Медицинская этика и деонтология

Этические аспекты поведения медиков при ведении умирающих.

Мораль и право в деятельности современного российского медицинского работника.

Биоэтические проблемы современных гинекологии и акушерства.

Биоэтические проблемы донорства и трансплантологии.

Биоэтические проблемы медицинских инноваций в системе медицинского образования.

Дополнительная литература:

Козлова О.В., Пилецкий С.Г. Биомедицинская этика./ М. – 2001.

Кузнецов В.Г. и др.
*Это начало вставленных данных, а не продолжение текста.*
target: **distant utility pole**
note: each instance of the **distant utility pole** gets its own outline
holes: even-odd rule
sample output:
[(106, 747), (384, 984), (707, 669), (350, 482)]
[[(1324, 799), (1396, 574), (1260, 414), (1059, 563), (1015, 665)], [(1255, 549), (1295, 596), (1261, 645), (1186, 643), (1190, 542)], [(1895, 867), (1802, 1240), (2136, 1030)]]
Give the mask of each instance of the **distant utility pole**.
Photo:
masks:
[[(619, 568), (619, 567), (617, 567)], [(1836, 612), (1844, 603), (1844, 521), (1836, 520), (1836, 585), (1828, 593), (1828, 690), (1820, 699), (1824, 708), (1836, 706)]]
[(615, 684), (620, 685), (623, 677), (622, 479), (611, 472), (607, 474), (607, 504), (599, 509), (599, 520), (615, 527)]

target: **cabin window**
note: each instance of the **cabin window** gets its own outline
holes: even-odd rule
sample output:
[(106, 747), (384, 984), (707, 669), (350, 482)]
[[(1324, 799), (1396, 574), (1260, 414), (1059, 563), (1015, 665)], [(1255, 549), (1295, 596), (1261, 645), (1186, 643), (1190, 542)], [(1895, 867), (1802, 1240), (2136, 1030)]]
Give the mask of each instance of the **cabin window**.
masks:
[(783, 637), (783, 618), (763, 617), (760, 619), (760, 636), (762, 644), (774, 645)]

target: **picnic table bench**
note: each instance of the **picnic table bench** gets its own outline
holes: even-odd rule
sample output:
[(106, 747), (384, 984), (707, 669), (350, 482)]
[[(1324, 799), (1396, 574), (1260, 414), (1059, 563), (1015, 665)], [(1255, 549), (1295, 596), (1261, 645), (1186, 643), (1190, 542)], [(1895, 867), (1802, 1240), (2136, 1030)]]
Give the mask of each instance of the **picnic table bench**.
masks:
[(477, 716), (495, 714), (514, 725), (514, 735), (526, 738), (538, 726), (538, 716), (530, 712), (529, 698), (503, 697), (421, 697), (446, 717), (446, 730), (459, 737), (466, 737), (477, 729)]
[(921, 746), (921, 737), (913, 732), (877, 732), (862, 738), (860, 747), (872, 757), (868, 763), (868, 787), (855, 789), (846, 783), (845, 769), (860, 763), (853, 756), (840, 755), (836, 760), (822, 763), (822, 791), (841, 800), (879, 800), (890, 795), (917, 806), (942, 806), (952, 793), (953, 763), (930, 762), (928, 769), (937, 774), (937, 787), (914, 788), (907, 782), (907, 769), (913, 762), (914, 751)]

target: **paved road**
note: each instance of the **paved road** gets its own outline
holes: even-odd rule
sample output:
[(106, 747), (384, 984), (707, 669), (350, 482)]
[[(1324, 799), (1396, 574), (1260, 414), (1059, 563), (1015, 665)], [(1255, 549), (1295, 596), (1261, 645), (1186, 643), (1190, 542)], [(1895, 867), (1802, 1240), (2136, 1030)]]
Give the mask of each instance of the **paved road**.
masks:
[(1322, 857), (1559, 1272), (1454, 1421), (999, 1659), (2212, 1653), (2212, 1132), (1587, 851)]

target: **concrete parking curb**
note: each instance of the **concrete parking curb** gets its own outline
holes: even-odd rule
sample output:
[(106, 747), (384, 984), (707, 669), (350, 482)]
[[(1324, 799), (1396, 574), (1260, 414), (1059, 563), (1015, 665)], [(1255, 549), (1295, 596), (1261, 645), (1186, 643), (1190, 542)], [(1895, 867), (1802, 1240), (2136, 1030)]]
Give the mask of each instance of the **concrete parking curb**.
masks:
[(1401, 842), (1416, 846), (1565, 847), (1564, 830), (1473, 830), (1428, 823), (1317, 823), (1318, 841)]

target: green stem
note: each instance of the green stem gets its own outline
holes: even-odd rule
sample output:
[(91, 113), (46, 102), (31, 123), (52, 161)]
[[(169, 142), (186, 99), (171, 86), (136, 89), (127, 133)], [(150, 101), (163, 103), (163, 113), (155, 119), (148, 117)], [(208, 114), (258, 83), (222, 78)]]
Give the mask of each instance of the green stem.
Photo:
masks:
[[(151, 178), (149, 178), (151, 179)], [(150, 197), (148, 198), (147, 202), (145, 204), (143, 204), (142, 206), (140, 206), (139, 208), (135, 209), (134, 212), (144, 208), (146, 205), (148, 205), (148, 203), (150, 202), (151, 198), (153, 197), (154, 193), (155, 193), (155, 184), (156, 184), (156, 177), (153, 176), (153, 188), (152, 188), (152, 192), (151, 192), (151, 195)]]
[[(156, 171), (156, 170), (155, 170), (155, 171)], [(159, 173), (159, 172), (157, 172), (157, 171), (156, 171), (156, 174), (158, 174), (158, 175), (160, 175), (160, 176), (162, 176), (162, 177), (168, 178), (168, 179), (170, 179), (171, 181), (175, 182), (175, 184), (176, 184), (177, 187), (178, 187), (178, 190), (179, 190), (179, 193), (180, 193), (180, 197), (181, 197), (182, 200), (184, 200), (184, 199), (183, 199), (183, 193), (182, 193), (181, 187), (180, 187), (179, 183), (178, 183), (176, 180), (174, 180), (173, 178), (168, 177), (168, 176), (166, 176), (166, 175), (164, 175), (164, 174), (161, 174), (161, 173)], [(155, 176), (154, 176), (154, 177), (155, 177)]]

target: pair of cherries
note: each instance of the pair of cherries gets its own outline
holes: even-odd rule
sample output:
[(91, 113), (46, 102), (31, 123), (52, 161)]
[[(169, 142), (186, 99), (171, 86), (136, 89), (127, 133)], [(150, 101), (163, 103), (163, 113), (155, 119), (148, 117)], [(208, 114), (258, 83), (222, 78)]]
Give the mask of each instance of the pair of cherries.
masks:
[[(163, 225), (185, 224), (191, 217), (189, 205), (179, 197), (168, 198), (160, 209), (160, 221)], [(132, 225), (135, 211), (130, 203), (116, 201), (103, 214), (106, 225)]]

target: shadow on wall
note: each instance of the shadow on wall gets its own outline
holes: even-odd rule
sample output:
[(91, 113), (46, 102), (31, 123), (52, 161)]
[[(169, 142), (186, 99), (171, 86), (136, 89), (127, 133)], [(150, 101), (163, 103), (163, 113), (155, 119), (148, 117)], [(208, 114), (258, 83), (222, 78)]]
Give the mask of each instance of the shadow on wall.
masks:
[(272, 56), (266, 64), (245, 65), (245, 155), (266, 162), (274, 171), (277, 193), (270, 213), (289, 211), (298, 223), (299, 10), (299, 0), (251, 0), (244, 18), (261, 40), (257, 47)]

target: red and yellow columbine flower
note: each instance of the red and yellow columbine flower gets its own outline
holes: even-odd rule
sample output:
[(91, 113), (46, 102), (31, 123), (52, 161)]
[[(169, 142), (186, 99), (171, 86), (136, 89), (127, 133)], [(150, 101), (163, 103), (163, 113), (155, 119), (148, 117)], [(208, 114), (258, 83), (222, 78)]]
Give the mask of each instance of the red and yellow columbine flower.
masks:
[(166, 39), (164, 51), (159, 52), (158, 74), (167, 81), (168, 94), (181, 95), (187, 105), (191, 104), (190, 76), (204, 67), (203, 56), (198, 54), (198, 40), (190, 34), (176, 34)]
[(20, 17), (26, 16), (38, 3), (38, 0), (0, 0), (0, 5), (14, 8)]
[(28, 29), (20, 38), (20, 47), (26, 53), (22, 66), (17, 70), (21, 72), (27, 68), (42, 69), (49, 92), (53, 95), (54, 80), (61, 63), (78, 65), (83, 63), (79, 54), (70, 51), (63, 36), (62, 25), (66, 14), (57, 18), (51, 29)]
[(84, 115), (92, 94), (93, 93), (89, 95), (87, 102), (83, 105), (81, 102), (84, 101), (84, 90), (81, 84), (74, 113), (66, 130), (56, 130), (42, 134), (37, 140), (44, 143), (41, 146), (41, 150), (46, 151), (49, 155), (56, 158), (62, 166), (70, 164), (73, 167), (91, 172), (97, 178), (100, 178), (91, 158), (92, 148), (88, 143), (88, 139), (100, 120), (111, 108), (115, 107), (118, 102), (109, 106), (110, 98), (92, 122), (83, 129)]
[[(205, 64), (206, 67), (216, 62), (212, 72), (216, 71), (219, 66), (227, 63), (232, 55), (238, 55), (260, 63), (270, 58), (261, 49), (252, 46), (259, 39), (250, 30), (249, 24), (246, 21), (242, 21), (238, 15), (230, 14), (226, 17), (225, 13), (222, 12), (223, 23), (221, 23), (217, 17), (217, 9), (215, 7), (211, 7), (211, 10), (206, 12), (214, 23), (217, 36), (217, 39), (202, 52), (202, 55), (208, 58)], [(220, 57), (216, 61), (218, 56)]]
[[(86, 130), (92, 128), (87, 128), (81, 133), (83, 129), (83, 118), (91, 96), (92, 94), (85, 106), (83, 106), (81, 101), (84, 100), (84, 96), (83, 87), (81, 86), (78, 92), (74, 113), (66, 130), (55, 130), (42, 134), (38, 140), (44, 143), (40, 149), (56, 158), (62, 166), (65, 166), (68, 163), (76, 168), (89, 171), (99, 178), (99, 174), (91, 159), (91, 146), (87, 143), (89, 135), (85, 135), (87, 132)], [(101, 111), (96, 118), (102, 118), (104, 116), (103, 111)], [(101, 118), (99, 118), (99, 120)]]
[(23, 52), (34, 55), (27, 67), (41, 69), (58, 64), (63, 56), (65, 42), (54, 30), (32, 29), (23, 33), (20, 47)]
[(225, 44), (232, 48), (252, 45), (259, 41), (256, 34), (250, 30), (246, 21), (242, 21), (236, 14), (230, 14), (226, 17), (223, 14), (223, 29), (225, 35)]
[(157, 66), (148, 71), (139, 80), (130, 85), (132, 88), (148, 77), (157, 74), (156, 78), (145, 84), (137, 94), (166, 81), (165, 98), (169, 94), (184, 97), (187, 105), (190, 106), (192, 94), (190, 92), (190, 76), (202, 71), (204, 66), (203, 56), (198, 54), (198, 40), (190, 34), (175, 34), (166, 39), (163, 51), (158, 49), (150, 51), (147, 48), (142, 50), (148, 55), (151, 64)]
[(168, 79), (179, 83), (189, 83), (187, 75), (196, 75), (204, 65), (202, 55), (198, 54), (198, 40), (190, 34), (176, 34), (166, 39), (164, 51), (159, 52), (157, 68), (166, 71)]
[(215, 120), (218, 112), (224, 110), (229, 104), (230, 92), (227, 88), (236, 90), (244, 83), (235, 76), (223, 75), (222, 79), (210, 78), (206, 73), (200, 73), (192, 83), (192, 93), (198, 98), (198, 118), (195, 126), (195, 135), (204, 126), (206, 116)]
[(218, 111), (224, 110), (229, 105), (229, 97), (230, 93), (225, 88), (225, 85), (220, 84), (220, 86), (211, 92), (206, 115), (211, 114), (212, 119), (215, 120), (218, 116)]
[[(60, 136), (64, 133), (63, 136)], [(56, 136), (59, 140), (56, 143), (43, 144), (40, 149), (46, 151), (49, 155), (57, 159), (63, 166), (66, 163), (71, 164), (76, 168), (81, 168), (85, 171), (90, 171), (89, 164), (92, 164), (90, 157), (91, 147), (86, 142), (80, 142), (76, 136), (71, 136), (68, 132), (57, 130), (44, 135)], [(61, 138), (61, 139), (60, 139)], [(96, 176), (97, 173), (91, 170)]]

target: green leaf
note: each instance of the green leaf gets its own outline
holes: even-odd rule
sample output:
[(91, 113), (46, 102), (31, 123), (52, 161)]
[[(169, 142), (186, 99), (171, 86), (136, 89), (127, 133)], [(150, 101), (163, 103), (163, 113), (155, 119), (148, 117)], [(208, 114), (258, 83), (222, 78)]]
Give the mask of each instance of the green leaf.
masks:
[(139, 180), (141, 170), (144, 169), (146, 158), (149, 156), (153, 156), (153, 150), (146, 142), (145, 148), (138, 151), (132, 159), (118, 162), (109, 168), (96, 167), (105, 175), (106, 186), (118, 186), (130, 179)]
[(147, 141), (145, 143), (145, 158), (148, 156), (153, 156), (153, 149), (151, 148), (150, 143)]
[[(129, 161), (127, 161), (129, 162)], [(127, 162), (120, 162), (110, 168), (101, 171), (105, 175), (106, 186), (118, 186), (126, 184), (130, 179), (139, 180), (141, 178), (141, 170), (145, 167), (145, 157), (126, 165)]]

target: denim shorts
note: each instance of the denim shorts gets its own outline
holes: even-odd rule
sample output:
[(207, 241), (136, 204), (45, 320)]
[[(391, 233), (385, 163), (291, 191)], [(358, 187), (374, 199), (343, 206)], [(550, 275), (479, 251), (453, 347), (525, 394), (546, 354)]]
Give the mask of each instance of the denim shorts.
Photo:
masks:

Нравственные ценности./ М. – 1999.

Силуянова И.В. Биоэтика в России: ценности и закон./ М. – 2001.

Философия: Учебное пособие для студентов./ М. – 1997.

Юдин Б.Г. Биоэтика: принципы, правила, проблемы./М. – 1998.

23

ФИЛОСОФИЯ СМЕХА (ЭЛЕКТИВНАЯ ТЕМА)

Основной тезис: Смех, как одно из специфических проявлений человеческой сущности, играет типичную роль социокультурного фактора, формирующего в сообществе и у личности навык соблюдения меры непосредственно-опосредованного отношения к действительности.

Обоснование:

ПЛАН:

Понятие смеха и комическое. Смех и трагедия.

Смех и радость.

Смех и непонимание. Смех на Руси.

Антитеза смеха. Смех и зло.

Смех как социокультурный способ адаптации личности к культуре и механизм повышения психологической устойчивости к социальным изменениям.

1. Понятие смеха и комическое. Смех и трагедия. Боэций и Ноткер, как принято говорить, «вслед за Аристотелем», назвали разумность, смертность и способность к смеху главнейшими признаками человека, создав, таким образом, дефиницию, вполне созвучную и современному пониманию человеческой сути. Определение «Animal ridens» - «смеющееся животное» не менее точно определяет сущность человека, нежели Homo sapiens. Й.Хейзинга104, отметивший это обстоятельство, безусловно, прав, потому что если интеллектуально развитые животные (например, хищники) все-таки существуют, то уж «смеющихся» животных в природе не найти.

Что такое «смех» при этом интуитивно ясно каждому человеку, но каждому также не вполне понятна сущность и механизмы этого социокультурного феномена. «Смех» невозможно объяснить через знание (познание); смысл любой шутки и суть смешного теряются при объяснении: « - Итак, Вас обвиняют в шарлатанстве. Вы продавали своим клиентам эликсир молодости. Вы уже осуждались?

- Да, в 1650, 1730 и 1890 годах».

Феномен смешного возникает только в процессе акта мгновенного понимания, узнавания некоторого несоответствия в очевидном, обычном, привычном. Но без знания и развитого «чувства юмора» акт понимания несоответствия в очевидном вызывает скорее раздражение, нежели смех.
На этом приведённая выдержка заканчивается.